Quotes that Say Something


"Please, dad, get down and look. I think there's some kind of monster under my bed."

Life when seen in close-up often seems tragic, but in wide-angle it often seems comic. -- Charlie Chaplin

"And when the cloudbursts thunder in your ear, you shout, but no one's there to hear. And if the band you're in starts playing different tunes, I'll see you on the dark side of the moon." -- Roger Waters, "Brain Damage"


Jul 28, 2013

Rejection -- How Am I Off the Island?


          The Pain of Rejection is More Powerful Than We Think

          'The human brain registers rejection much like physical pain.'

          I caught this commentary on the Salon website a few days ago. Lucky for me. I had been thinking about the gaping blowholes that personal and professional rejection tear up through one's skin and bone, leaving vulnerable breaches here and there. Then this thought provoking writing appears on Salon.com without fanfare, rising up amidst other articles lined up above and below it. A key point comes through strikingly: the harsh karma of rejection gets mindfully registered in one's psyche a lot like physical pain and it sparks in the same wound zone of the human brain. Those bitter and wicked doses of rejection, well just about everybody experiences some of them -- and some people manifest them much more than others.

          The idea source here is the book, Emotional First Aid, by Guy Winch, Ph.D. Rejections can cause four distinct psychological wounds, the severity of which depends on the situation and our emotional health at the time. Specifically, rejections elicit emotional pain so sharp

  (1) it affects our thinking,
  (2) floods us with anger,
  (3) erodes our confidence and self-esteem, and
  (4) destabilizes our (sense of) belonging.

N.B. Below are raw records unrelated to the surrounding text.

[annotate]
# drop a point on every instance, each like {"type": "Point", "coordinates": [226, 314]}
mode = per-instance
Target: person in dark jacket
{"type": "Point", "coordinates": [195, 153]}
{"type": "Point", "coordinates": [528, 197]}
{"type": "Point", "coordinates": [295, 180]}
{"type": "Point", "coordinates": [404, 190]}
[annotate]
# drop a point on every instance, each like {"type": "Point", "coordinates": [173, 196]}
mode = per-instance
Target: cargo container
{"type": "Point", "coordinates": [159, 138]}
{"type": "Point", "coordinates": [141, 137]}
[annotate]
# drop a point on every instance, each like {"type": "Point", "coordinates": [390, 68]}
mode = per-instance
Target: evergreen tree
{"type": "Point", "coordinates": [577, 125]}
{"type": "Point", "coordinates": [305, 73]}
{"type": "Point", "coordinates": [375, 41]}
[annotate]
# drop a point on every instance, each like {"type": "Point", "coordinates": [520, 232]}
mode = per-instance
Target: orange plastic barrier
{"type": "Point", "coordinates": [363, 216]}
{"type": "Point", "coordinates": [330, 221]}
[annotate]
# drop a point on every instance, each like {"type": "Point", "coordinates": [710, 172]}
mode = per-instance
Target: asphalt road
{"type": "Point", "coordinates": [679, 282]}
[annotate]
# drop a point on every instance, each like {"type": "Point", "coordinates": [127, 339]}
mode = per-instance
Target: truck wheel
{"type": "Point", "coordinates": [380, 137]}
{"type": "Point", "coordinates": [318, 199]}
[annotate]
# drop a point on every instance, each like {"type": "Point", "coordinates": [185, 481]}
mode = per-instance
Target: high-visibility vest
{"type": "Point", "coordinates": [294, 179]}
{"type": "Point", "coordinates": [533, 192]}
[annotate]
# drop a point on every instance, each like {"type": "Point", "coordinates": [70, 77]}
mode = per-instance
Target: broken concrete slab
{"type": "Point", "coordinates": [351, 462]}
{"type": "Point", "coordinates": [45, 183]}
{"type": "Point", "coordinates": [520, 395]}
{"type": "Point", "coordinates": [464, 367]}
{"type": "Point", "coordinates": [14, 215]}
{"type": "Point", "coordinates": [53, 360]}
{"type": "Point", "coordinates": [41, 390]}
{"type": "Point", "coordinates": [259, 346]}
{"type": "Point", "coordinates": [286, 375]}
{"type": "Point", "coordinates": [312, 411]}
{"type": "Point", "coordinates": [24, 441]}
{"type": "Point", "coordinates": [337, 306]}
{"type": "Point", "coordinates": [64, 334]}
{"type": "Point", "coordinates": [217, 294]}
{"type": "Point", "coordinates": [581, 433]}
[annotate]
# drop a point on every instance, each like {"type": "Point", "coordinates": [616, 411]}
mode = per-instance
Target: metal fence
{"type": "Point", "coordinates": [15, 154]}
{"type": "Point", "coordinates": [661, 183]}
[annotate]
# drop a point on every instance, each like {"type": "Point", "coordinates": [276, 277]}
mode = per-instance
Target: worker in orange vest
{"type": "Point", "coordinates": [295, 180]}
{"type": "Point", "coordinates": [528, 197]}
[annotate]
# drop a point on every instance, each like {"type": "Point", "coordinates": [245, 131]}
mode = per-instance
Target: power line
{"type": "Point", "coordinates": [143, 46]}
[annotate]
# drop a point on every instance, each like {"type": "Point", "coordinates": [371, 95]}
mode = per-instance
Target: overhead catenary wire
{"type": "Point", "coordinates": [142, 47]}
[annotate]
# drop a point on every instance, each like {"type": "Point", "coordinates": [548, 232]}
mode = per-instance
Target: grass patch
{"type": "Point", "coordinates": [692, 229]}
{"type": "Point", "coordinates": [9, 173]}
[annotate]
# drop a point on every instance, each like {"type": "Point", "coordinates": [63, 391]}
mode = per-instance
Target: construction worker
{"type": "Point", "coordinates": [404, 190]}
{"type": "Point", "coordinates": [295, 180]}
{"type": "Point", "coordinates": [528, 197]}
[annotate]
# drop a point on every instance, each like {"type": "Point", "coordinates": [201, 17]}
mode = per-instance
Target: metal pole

          Many rejections we experience are comparatively mild; our injuries heal with time. But when left untreated, even the wounds created by mild rejections can become “infected” and cause psychological complications that seriously impact our mental well-being. When the rejections we experience are substantial, the urgency of treating our wounds with emotional first aid is far greater. This . . . minimizes the risk of “infections” or complications but also accelerates our emotional healing process.

          What characterizes rejection is the magnitude of the pain it elicits. We liken it to being punched in the stomach or stabbed in the chest. -- Some people equate it to the feelings of natural childbirth and cancer treatments! Other emotionally painful experiences, such as intense disappointment, frustration, or fear, while highly unpleasant, pale in comparison to rejection.

          So, the rejection process often hurts much more than other emotional suffering? The (reason) lies in our evolutionary past. Humans are social animals; being rejected from the tribe or social group in the pre-civilized past would have meant losing access to food, protection, and mating partners, making it extremely difficult to survive. Being ostracized would have been akin to receiving a death sentence. Such consequences caused human brains to develop an early-warning system to alert humans about risk and terror, or being “voted off the island." Harsh pain was sensed when there was even a hint of social rejection.

          . . . Brain scans show that the very same brain regions get activated when we feel rejection as when we experience physical pain. The two systems are (very) tightly linked . . . Sadly, other unpleasant emotions like embarrassment do not share these characteristics.